Ghafiri people

Languages
- Mehri, Yemeni Arabic and Omani Arabic

Religion
- Islam

Related ethnic groups
- Other Semitic-speaking peoples Especially Soqotri, Harasis, Bedouins, Hinawi, Mehri and other Modern South Arabian-speaking peoples

= Ghafiri =

The Ghafiri (also Ghafiri or al-Ghafiriyah) are one of two major tribal confederations of Oman and the Trucial States (today the United Arab Emirates), the other being the Hinawi. Both confederations claim their origin to the Bedouin tribe and the Ghafiri also trace their roots to the Nizari or Adnani tribes.

Both groups provided support to the ruling sultans to further their own interests. The Ghafiri are a mixture of Ibadhi and Sunni Muslims.

==History==
The Ghafiri confederation of the Ibadi Imamate was established in the mid 8th century. In the election of a new imam (leader) who functioned as "both temporal and religious leader of the community", the leaders of both confederations played an important role in governance. The confederations played a role in the political history of Oman, with Omani tribes being affiliated with one or the other confederation. Because of the Ghafiri's support of Saif ibn Sultan II, a clash occurred between the two confederations in 1748 in which leaders of both tribes died.

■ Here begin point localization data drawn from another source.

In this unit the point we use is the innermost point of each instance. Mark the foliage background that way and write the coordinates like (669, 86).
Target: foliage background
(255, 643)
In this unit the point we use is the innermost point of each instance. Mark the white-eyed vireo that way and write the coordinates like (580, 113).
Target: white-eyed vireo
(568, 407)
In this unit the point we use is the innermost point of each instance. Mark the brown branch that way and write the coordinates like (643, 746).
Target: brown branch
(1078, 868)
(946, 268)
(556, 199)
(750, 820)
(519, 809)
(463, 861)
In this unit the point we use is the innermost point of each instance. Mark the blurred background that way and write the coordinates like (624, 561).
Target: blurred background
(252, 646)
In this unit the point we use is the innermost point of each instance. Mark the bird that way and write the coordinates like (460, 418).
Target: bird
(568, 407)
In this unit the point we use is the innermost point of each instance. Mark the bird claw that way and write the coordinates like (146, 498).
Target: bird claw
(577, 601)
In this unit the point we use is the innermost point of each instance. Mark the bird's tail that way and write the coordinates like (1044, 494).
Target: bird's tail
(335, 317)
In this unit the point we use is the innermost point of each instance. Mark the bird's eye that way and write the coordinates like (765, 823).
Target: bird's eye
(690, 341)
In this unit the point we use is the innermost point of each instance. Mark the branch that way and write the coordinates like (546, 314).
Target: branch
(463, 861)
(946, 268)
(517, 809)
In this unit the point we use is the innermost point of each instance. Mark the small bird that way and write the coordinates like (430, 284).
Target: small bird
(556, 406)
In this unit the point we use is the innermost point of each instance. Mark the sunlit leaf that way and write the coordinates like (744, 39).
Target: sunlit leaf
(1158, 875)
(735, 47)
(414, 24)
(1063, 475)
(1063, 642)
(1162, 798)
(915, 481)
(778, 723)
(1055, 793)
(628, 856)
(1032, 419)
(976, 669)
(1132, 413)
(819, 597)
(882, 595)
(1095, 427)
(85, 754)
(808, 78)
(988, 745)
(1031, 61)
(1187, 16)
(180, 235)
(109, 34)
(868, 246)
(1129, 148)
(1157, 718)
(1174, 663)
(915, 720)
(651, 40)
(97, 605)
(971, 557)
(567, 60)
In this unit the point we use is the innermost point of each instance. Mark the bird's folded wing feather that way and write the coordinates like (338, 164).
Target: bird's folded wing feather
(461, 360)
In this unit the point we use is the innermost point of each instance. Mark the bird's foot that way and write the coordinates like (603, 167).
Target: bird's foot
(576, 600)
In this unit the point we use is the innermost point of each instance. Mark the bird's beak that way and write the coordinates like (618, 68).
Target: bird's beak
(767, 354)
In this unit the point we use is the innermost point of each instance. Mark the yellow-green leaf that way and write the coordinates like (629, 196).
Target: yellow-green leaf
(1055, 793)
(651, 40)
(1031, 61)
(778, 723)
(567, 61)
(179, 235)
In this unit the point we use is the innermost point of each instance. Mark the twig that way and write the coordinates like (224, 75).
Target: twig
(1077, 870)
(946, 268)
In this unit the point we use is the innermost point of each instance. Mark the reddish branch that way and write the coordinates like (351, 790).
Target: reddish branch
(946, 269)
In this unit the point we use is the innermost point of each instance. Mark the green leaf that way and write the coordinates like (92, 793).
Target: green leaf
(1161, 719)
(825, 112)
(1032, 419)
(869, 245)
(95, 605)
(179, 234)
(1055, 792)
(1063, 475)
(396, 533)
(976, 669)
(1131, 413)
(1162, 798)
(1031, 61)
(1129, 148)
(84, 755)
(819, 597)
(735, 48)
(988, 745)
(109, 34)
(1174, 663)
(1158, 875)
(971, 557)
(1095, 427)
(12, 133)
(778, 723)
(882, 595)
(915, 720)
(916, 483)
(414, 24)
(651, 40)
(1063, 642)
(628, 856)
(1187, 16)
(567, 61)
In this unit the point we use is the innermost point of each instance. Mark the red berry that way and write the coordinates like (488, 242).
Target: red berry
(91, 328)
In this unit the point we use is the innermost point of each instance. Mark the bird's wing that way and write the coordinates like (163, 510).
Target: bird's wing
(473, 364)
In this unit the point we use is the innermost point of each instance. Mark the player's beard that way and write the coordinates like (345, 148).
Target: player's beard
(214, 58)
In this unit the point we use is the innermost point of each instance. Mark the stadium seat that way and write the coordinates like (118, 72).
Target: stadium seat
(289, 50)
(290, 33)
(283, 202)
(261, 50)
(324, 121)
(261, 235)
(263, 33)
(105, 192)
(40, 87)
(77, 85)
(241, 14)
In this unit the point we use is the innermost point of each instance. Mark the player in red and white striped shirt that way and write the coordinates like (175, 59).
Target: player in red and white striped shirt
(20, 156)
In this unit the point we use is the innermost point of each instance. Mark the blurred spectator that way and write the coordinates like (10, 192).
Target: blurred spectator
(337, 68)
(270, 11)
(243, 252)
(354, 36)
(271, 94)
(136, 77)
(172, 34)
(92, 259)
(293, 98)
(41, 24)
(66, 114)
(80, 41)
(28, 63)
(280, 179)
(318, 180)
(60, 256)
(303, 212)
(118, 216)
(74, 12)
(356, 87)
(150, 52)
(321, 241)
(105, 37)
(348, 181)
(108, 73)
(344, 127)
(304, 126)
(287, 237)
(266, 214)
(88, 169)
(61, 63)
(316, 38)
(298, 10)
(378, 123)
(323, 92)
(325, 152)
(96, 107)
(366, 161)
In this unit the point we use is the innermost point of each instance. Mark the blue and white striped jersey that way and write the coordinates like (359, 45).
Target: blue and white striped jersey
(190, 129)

In the late 19th century, Ghafiri, numbering approximately 20,000 people, lived in the areas of Buraimi and Su'areb. Ghafiri tribes of that time were the Na'im, the Beni Ka'ib, the Beni Kattab, Bani Omar and Daramikeh. A constant feature of the rivalry of the two groups was also witnessed in the support they provided to the ruling sultans to further their own interests. During the conflicts between the two groups and the rivalry of the imam and the sultan, the British eventually played an intermediary role, and this resulted in a stable Sultanate in Oman which lasted between 1920 and 1954.

==Culture==
Many of the Ghafiri's religious affiliation is Sunni Muslim, abiding by the Wahhabi tenets , whilst others such as the Banu Riyam, are Ibadhi. The Na'im are Ghafiri by political affiliation. Although rivalry continues in the modern day between Ghafiri and Hinawis, it is generally limited to their opposing football teams.